Opinion
43926.
SUBMITTED SEPTEMBER 4, 1968.
DECIDED MARCH 11, 1969.
Action for damages. Floyd City Court. Before Judge Minge.
E. J. Clower, for appellant.
Rogers, Magruder Hoyt, J. Clinton Sumner, Jr., F. Larry Salmon, for appellees.
This case involves suits for damages arising out of an automobile collision. Plaintiff Robb sued defendant Land alleging negligence. Defendant Land filed a cross action alleging plaintiff Robb was negligent.
Because of the evidence presented at the trial, it was necessary to charge the jury on the doctrine of comparative negligence. The two enumerations of error relate to one sentence of the trial court's comparative negligence charge, to wit: "As an illustration, if you believe that Mr. Robb was two-thirds at fault, and Mr. Land was one-third at fault, no recovery could be had by Mr. Land."
The court, obviously, should have ended the above sentence with "Mr. Robb." The question is whether reversal is required because of the mistake. Held:
The mistake occurred during that portion of the charge in which the jury was being instructed as to the law applicable to Robb's action (the main action) against Land. The instructions were as follows: "Considering first the suit brought by Mr. Robb, to recover damages from the defendant, I charge you that if you find the plaintiff, Mr. Robb, and the defendant, Mr. Land, were both at fault, you shall apply the following principles of law: If the negligence of Mr. Robb was equal to the negligence of Mr. Land, there could be no recovery by Mr. Robb. If the negligence of Mr. Robb was greater than the negligence of Mr. Land, Mr. Robb could not recover from the defendant. If the negligence of Mr. Robb was less than that of Mr. Land, and Mr. Robb is otherwise entitled to recover against the defendant, the total amount of damages in dollars and cents should be reduced to the amount of negligence chargeable to Mr. Robb. As an illustration, if you believe that Mr. Robb was two thirds at fault, and Mr. Land was one-third at fault, no recovery could be had by Mr. Land. If you believe that Mr. Robb was one-half at fault, and Mr. Land was one-half at fault, the negligence of each would offset the other, and no recovery could be had by Mr. Robb. If you believe that Mr. Robb was one-third at fault, and Mr. Land was two-thirds at fault, and you believe Mr. Robb is otherwise entitled to recover, under the evidence and the instructions I give you, a certain sum of money, then the amount of recovery would be reduced by one-third of that sum, because Mr. Robb cannot recover for that part of the negligence which he contributed, but only that part of the total negligence contributed by the defendant."

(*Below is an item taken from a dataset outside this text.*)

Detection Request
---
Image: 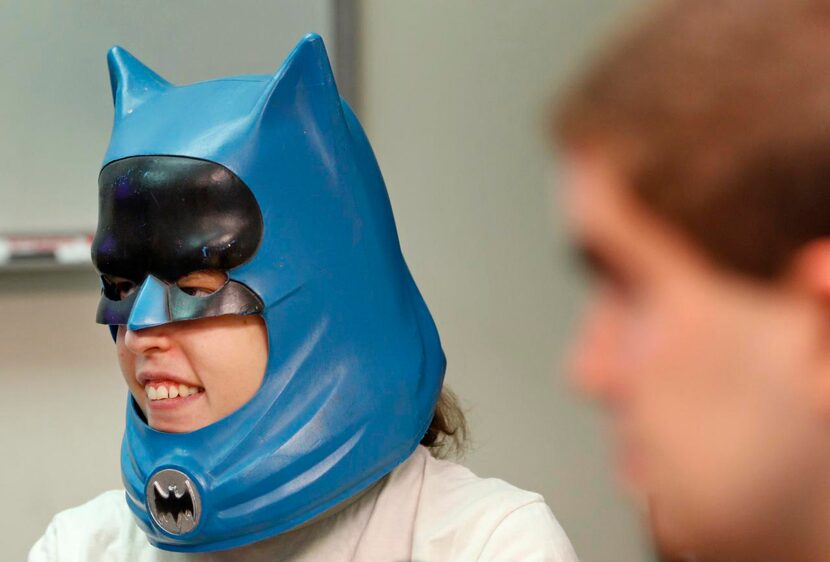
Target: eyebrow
[571,242,612,277]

Immediately thereafter, with regard to the defendant's cross action, the court charged: "Considering the cross action of the defendant, I charge you that the same principles of contributory negligence that I have just given you in charge would be applicable, and you are to apply them to this cross action of the defendant in the same manner as you apply them to plaintiff's action."

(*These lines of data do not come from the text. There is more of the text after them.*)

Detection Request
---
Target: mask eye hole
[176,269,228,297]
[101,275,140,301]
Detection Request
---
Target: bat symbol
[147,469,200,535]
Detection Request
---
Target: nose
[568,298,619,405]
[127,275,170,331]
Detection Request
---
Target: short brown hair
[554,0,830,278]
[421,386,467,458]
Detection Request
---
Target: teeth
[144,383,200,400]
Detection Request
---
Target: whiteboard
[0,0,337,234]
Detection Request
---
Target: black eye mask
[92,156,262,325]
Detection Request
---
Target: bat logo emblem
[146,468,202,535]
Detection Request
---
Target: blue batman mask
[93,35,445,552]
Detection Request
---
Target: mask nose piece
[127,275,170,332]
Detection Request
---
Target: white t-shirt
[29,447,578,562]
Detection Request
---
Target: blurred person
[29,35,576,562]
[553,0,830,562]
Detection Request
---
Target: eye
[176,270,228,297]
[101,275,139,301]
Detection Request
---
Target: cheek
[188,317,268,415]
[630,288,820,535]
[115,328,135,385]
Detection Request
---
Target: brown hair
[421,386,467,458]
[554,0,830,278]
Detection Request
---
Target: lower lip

When the charge is considered as a whole, it is apparent that there was a mere slip of the tongue in the instance complained of, and it is also apparent that it was not harmful. The basic principle of the charge was not changed or confused thereby, and furthermore was applied equally by the charge to both parties.

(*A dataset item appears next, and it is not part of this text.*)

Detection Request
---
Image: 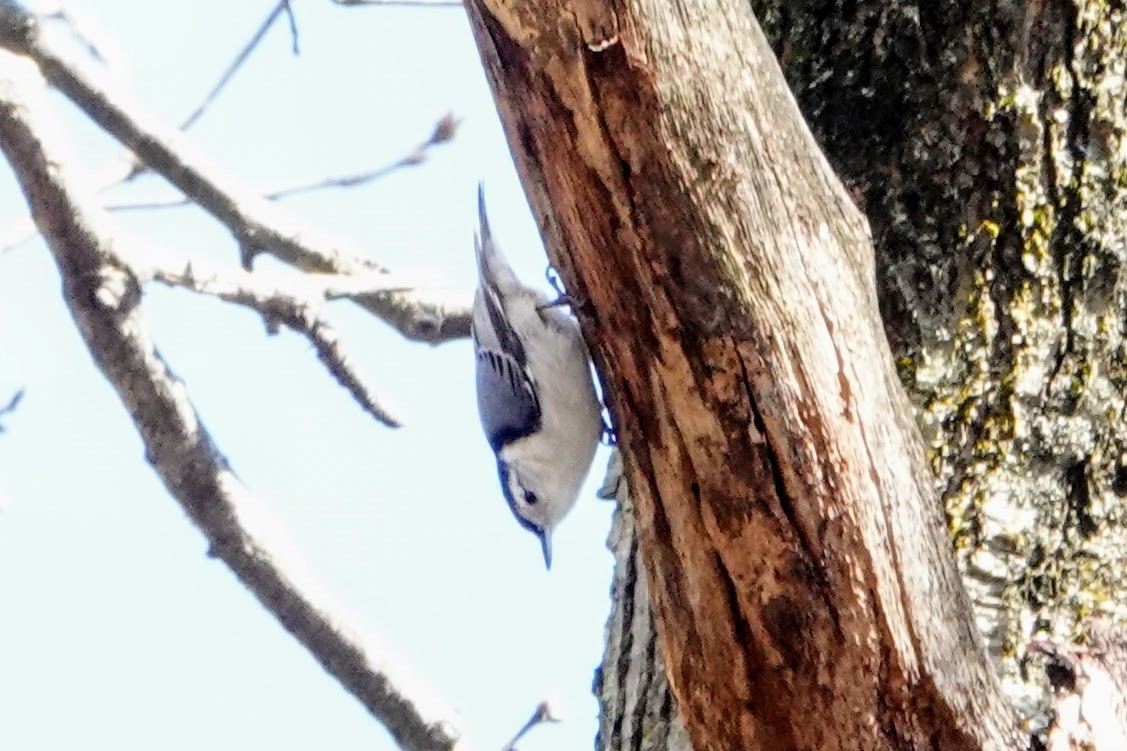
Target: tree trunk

For cases involving "a mere slip of the tongue," see the following cases which give support to the holding that the portion of the charge complained of in this case did not constitute harmful error: Holmes v. State, 60 Ga. App. 239 ( 3 S.E.2d 839); Bell v. Proctor, 92 Ga. App. 759, 767 ( 90 S.E.2d 84), affirmed on certiorari as to this ruling, 212 Ga. 325 ( 92 S.E.2d 514); Russell v. Pitts, 105 Ga. App. 147 (3) ( 123 S.E.2d 708); Pendry v. Addison, 105 Ga. App. 673 (3) ( 125 S.E.2d 523); Kane v. Standard Oil Co., 108 Ga. App. 602 (2) ( 133 S.E.2d 913); Goldstein v. Karr, 110 Ga. App. 806 (4) ( 140 S.E.2d 40); McEwen v. State, 113 Ga. App. 765 (4) ( 149 S.E.2d 716); Siegel v. State, 206 Ga. 252 (2) ( 56 S.E.2d 512); Dickerson v. Harvey, 221 Ga. 606, 608 ( 146 S.E.2d 310); Salisbury v. State, 223 Ga. 414 (3) ( 156 S.E.2d 48).
Judgment affirmed. Felton, C. J., and Eberhardt, J., concur.